To determine whether the NGS-based HIVDR data analysis pipelines are concordant, we compared the performance of five commonly-applied NGS HIVDR pipelines including, HyDRA25, MiCall38, PASeq.36, Hivmmer39 and DEEPGEN37 (see Methods) for HIV amino acid variant (AAV) detection and quantification. AAVs were reported as any amino acid differences from the HIV-1 reference sequence HXB2 or equivalent in the examined genomic fragments. All pipelines are freely available with the exception of DEEPGEN. Assessment parameters included the linear range for AAV frequency measurements, analytical sensitivity and specificity, and variation of detected AAV frequencies. All five pipelines successfully processed NGS data; however, differences in reporting AAV frequencies, especially when they occur at low frequencies support the need to standardize the processing steps in the pipelines, particularly in the area of quality control criteria.

Methods

Study sites

The six clinical laboratories that participated in this study included the National HIV and Retrovirology Laboratory (NHRL) at JC Wilt Infectious Disease Center, Winnipeg, Canada; BC Center for Excellence in HIV/AIDS (BC-CfE), Vancouver, Canada; Division of Infectious Diseases, Brown University (BU), Alpert Medical School, Providence, USA; IrsiCaixa AIDS Research Institute, Badalona, Spain; Center for Research in Infectious Diseases (CIENI), National Institute of Respiratory Diseases, Mexico City, Mexico; and Departments of Pathology and Medicine, Case Western Reserve University (CWRU), Cleveland, USA. Three of the laboratories are members of the WHO Global HIV Drug Resistant Network and currently participate in the NIAID VQA program for Sanger-based PT (NHRL, BC-CfE and CIENI).

Sample processing, library preparation and NGS

A total of ten PT specimens (HIV positive plasma) from two VQA panels, each containing five specimens, were distributed by the NIAID VQA program to each of the six participating laboratories. Each laboratory used their own in-house wet lab methods to extract HIV RNA, obtain PCR amplicons covering the HIV-1 pol gene regions targeted in routine HIVDR genotyping (protease (PR), reverse transcriptase (RT), integrase (IN)), and prepare NGS libraries which were subsequently sequenced on either the Illumina MiSeq or Ion Torrent platforms.
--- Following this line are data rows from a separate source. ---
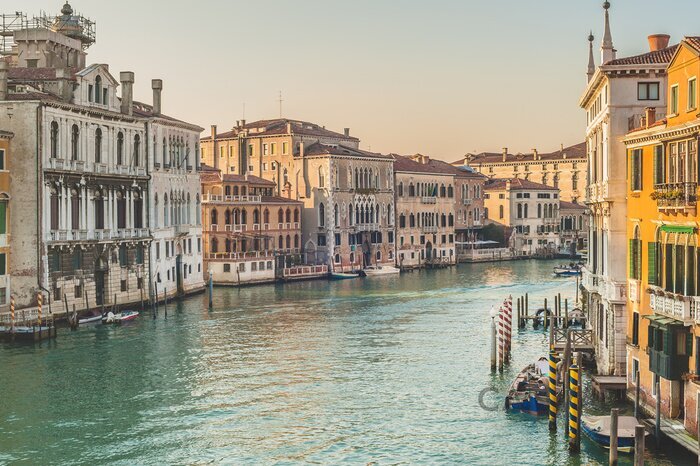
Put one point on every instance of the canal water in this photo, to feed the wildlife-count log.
(384, 370)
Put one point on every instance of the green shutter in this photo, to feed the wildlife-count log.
(651, 253)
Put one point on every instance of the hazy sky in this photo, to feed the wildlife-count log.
(440, 77)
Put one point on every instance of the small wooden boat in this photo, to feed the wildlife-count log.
(343, 275)
(120, 317)
(90, 319)
(570, 270)
(597, 428)
(529, 391)
(381, 270)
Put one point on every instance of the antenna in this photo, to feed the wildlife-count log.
(281, 104)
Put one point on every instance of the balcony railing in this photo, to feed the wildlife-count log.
(674, 306)
(676, 196)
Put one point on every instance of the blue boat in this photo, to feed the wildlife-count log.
(597, 428)
(528, 393)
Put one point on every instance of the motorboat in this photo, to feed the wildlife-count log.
(529, 391)
(373, 270)
(570, 270)
(119, 317)
(597, 428)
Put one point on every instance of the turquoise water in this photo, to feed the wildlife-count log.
(384, 370)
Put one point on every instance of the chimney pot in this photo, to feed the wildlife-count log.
(157, 86)
(658, 42)
(127, 84)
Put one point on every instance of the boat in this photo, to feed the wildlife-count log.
(118, 318)
(567, 270)
(597, 428)
(529, 393)
(343, 275)
(90, 319)
(373, 270)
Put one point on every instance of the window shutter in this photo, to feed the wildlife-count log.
(652, 263)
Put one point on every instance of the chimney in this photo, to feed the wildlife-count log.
(157, 86)
(127, 80)
(658, 42)
(650, 116)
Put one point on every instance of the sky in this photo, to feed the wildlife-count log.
(438, 77)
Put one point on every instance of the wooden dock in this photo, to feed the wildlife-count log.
(675, 431)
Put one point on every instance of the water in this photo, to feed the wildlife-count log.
(385, 370)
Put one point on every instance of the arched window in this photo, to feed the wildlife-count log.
(120, 148)
(98, 145)
(137, 150)
(74, 142)
(98, 89)
(54, 139)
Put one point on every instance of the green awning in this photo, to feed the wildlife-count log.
(677, 229)
(662, 320)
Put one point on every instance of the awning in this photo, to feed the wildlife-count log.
(662, 320)
(677, 229)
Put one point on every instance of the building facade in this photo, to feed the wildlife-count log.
(663, 267)
(347, 193)
(615, 98)
(425, 205)
(564, 169)
(250, 235)
(528, 212)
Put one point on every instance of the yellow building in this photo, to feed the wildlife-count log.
(663, 328)
(5, 138)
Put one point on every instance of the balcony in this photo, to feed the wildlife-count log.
(676, 197)
(675, 306)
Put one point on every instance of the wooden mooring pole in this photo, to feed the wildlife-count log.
(614, 415)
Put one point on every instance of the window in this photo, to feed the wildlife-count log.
(636, 170)
(673, 104)
(648, 91)
(692, 93)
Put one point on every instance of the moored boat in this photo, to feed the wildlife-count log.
(381, 270)
(528, 393)
(597, 428)
(118, 318)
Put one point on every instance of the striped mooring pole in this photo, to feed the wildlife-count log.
(39, 300)
(552, 391)
(12, 313)
(574, 420)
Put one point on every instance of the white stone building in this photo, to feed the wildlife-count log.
(615, 98)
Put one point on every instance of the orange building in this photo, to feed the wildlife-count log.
(249, 235)
(5, 138)
(663, 328)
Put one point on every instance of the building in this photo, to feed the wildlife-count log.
(573, 228)
(348, 193)
(663, 266)
(528, 213)
(425, 205)
(615, 98)
(5, 203)
(250, 235)
(564, 169)
(174, 203)
(87, 154)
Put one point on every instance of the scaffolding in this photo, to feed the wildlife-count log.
(75, 26)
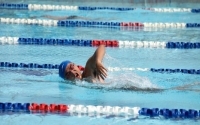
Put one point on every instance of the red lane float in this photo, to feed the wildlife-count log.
(131, 24)
(107, 43)
(34, 107)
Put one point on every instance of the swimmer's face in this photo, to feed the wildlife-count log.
(72, 72)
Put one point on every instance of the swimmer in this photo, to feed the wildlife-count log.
(94, 70)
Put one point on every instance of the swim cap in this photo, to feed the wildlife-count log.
(62, 68)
NGS FASTQ submission and pipeline processing

Each lab submitted its raw NGS data (in FASTQ format) for each panel specimen to a central location. One lab only successfully processed 7 panel samples so the total number of FASTQ data sets was 57, not 60. The FASTQ files were then processed separately by each pipeline including HyDRA (NHRL), MiCall (BC-CfE), PASeq (IrsiCaixa), Hivmmer (BU), and DEEPGEN (CWRU) (Table 1). All analyses were performed by the developers of each pipeline using default NGS read quality assurance and reference mapping settings for ensured consistency. The AAV frequency outputs (AAVF/csv files) from each pipeline were then uploaded to the central location. The outputs or AAVF/csv files from each pipeline contained all identified AAVs and their frequencies, regardless of their HIVDR relevance, and were compared on a per sample per lab basis where all comparisons were subsequently combined (Fig. 1).

Table 1 Comparison of pipelines for automated NGS-based HIVDR data analysis.
Figure 1
figure 1

Comparison of NGS HIVDR data analysis pipelines workflow. Abbreviations: NIAID, National Institute of Allergy and Infectious Diseases; VQA, Virology Quality Assurance; BC-CfE, British Columbia Center for Excellence in HIV/AIDS; NHRL, National HIV and Retrovirology Laboratories; BU, Brown University; CWRU, Case Western Reserve University; CIENI, Center for Research in Infectious Diseases; IrisCaxia, AIDS Research Institute. *There are only 57 instead of 60 FASTQ files because 1 lab only processed 7 samples instead of 10. ** Each sample’s pipeline result (AAVF/csv) from each lab was compared, and subsequently all analyses were combined.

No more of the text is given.